In the meantime, while politics won’t budge resort fees, revenue troubles in the hotel industry may cause them to become more entrenched. As statistician David Eisen writes, “Turns out, those pesky costs are increasing globally and showing little sign of relenting.” Nationwide, revenue per available room was flat for most of last year. Meanwhile, costs crept up 2%, driven particularly by labor. The downside of high employment: Cheap workers are hard to find. Except for utilities, in fact, everything is getting costlier, whether it’s marketing or maintenance. As a consequence, profitability is flat and trending downward.

Eisen offers several potential fixes, the most depressing being “rethinking daily housekeeping to drive down expense.” Yeah, Columbia Sussex did that pretty radically at the Tropicana Las Vegas and made it very difficult for subsequent owners to redeem the property’s image. That’s an extreme instance but you get the idea (dirty hotel rooms). Argues Eisen, “inertia is not a dependable strategy.” He doesn’t suggest raising resort fees but somebody is going to read that article and reach that conclusion.

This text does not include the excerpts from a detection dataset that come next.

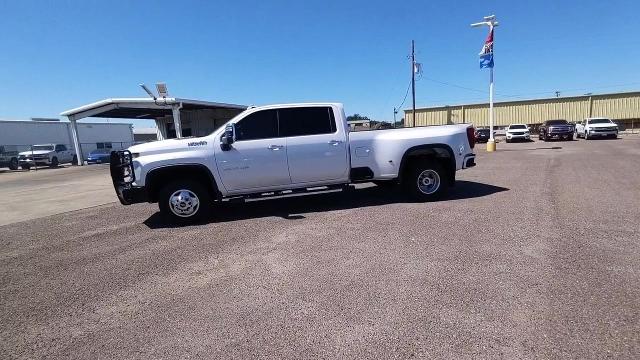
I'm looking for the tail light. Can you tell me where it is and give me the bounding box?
[467,126,476,149]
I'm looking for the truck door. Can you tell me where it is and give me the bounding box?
[278,106,349,185]
[215,110,291,192]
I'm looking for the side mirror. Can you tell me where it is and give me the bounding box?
[220,123,236,151]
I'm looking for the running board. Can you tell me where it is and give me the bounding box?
[222,184,353,202]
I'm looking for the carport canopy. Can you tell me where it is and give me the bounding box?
[60,98,247,165]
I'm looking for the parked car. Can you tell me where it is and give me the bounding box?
[576,118,618,140]
[475,129,491,143]
[505,124,531,142]
[87,149,111,164]
[0,145,18,170]
[18,144,78,170]
[110,103,476,223]
[538,120,574,141]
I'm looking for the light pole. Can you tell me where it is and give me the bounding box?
[471,15,498,151]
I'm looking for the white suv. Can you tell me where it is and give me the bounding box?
[505,124,531,142]
[576,118,618,140]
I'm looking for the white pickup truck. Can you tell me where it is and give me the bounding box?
[111,103,475,223]
[18,144,78,170]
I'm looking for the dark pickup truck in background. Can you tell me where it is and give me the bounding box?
[538,120,575,141]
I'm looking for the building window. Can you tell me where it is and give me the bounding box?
[96,142,113,149]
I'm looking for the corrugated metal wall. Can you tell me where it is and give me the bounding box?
[405,92,640,126]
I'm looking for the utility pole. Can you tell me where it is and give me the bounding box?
[411,40,416,127]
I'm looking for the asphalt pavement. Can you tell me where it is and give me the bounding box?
[0,137,640,359]
[0,164,118,226]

* The era of the Hard Rock Hotel in Las Vegas may be ending but that doesn’t mean she’s going out quietly. Jan. 30-Feb. 2, the HRH will be presenting live music simultaneously in multiple venues. The festivities will continue until 3 a.m. Feb. 3, at which point the doors will close, not to reopen until the property has been fully remade as a Virgin Hotel. There are some things the new owners won’t be able to change, like putting the outwardly ugly (inwardly handsome) The Joint smack in front of the hotel, marring its once-beautiful sightlines, or constructing new, luxury suites whose best view was of the inside of a parking garage. We can thank former CEO Ed Scheetz for those blunders. But Virgin is still inheriting a Rolls-Royce only slightly in need of a tuneup. The Los Angeles Times revisits 30 years of storied HRH history … yes, including the death of John Entwistle. You didn’t think they were going to leave that out, did you?

* Biometrics and artificial-intelligence were the fodder of a recent panel discussion in Las Vegas. Rationalizations for the use of these privacy-invading technologies ran rampant. It was difficult not to glean the impression that the gaming industry—and regulators—haven’t fully grasped the ramifications of this tech. The prize for understatement goes to National Center for Responsible Gaming Chairman Alan Feldman, who asked, “will technology reduce or even increase problem gambling? What do customers and employees want? And at what cost? We need to find a balance.” Indeed they do.

Jottings: There may be a new compact in the offing in Florida. The Seminole Tribe would put $3 billion into state coffers over a four-year period. In return, the state would crack down on parimutuels offering banked card games, a real sore point with the Seminoles. Sounds like a good deal; don’t screw it up, Lege … No new casinos in Mexico. That’s the message coming from President Andrés Manuel Lopez Obradors, who calls casinos “shameful.” No, tell us how you really feel, Mr. President … Major League Baseball is swearing off “direct revenue” participation in sports betting, although it’s not clear whether that includes ‘integrity fees’ … Former California regulator Richard Schuetz puts a beat-down on Golden State card rooms, which he brands “the sleaziest legal gaming sector in the United States.” Politicians who enable aforementioned sleaze—especially Democrats—don’t get off lightly either: “It seems Adam Gray and Bill Dodd want to be recognized as the legislative leaders in gaming, and I can only conclude they’re either totally corrupt, inept, or intellectually lost.”